The words cracked with age, layered and uneven, as if spoken by more than one mouth that no longer remembered how to be human.

Shika’s knees locked. Miyo’s sparks stuttered and dimmed. Yue felt heat coil beneath her skin, restrained only by will.

“One missing,” the voice continued. “The pact is frayed.”

The sigils dimmed, recoiling.

“What does that mean?” Miyo whispered, her bravado gone. “Missing who?”

The forest did not answer.

The altar stone split with a sharp, resonant crack. Lightning struck again—closer now, close enough that the thunder shook leaves loose from the canopy. Somewhere deep beneath them, something shifted.

Shika’s breath caught—not in fear, but recognition.

An old memory surfaced, uninvited.

A lullaby.

Her grandmother’s voice, low and steady, sung during long winter nights when the fire burned low. It had never named names, only spoken of daughters of the valley—four voices bound to the land, four paths intertwined.

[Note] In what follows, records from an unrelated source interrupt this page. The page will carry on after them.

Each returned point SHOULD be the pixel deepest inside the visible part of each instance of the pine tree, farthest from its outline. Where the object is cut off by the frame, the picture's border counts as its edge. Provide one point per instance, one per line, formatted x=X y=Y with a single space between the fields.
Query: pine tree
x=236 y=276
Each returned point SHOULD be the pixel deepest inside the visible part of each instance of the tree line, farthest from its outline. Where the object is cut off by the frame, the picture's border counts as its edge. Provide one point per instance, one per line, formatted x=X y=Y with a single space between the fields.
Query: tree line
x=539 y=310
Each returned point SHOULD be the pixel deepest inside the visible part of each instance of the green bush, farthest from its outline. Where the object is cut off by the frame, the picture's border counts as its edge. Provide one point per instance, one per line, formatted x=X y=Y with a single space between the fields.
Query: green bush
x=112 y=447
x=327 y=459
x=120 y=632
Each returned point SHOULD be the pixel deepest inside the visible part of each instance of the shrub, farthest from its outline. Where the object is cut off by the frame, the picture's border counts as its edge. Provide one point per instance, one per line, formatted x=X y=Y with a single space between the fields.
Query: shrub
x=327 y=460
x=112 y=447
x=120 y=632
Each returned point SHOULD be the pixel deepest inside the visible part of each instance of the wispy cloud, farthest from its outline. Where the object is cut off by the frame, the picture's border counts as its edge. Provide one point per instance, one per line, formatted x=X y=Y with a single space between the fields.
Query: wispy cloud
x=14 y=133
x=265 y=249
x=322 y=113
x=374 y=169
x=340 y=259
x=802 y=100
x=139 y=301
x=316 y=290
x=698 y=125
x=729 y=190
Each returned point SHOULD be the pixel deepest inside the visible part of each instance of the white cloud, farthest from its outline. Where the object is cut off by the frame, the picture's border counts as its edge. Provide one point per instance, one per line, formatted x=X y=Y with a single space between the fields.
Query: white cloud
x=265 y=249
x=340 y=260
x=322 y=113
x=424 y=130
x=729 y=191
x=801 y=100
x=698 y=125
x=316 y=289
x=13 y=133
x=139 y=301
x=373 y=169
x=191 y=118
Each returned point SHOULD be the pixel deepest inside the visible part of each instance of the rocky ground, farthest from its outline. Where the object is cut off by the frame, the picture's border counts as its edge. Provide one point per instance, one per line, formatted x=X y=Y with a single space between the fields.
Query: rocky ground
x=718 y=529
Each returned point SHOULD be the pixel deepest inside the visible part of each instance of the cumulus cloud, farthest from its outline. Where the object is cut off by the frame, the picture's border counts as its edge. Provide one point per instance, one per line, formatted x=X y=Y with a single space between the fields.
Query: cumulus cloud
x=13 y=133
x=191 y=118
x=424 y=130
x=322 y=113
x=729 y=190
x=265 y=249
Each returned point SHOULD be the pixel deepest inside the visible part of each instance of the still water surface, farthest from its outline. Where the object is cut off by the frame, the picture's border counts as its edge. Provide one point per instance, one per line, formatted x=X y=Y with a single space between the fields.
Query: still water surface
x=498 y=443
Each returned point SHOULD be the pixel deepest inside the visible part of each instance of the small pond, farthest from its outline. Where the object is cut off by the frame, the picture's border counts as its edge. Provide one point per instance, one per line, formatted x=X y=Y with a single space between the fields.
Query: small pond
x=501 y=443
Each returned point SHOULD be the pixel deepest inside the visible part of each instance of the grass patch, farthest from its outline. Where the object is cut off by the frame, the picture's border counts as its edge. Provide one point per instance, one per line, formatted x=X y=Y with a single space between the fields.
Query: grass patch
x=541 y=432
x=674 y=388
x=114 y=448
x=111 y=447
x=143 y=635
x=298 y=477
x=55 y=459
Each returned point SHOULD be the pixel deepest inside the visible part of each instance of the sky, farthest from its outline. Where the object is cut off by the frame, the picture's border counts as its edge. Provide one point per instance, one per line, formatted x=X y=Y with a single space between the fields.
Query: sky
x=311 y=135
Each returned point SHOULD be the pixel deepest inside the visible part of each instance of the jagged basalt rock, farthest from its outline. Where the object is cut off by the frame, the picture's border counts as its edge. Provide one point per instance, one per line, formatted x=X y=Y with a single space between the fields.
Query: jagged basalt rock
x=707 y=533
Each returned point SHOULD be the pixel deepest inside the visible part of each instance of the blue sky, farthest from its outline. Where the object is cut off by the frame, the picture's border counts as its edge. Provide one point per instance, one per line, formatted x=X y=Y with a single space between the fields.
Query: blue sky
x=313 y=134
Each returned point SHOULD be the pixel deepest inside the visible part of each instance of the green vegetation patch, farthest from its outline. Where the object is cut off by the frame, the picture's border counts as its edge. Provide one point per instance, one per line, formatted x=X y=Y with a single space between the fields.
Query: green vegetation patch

She had always assumed it was metaphor.

She turned slowly toward the others.

“What if we’re not the only ones marked?” she said.

Miyo stared at her. “What?”

“The song,” Shika said, the words feeling strange on her tongue. “It wasn’t about three.”

Yue didn’t look surprised.

“She’s forgotten,” Yue said softly. “Or they made her forget.”

The altar shuddered.

From the forest’s edge, something moved.

Not a beast. Not a spirit.

Something that did not belong entirely to either.

Branches bent as it shifted deeper into shadow, unseen but present, attention fixed on the clearing. The sigils flared again—not brighter, but sharper, like a warning.

The pact had not completed.

The storm had not broken.

Shika stepped back first. Then Miyo. Yue lingered a moment longer, eyes fixed on the darkness beyond the trees.

“We’re not meant to finish this,” Yue said. “Not yet.”

They retreated together, the forest closing behind them with deliberate calm. Roots slid back into place. The altar’s hum faded, leaving only the distant roll of thunder and the promise of rain.

As they reached the ridge, Shika glanced back once more.

She could have sworn something watched them go.

The storm finally broke as they disappeared into the trees.

And somewhere beneath the valley, an old pact waited—unfinished, unforgotten, and no longer patient.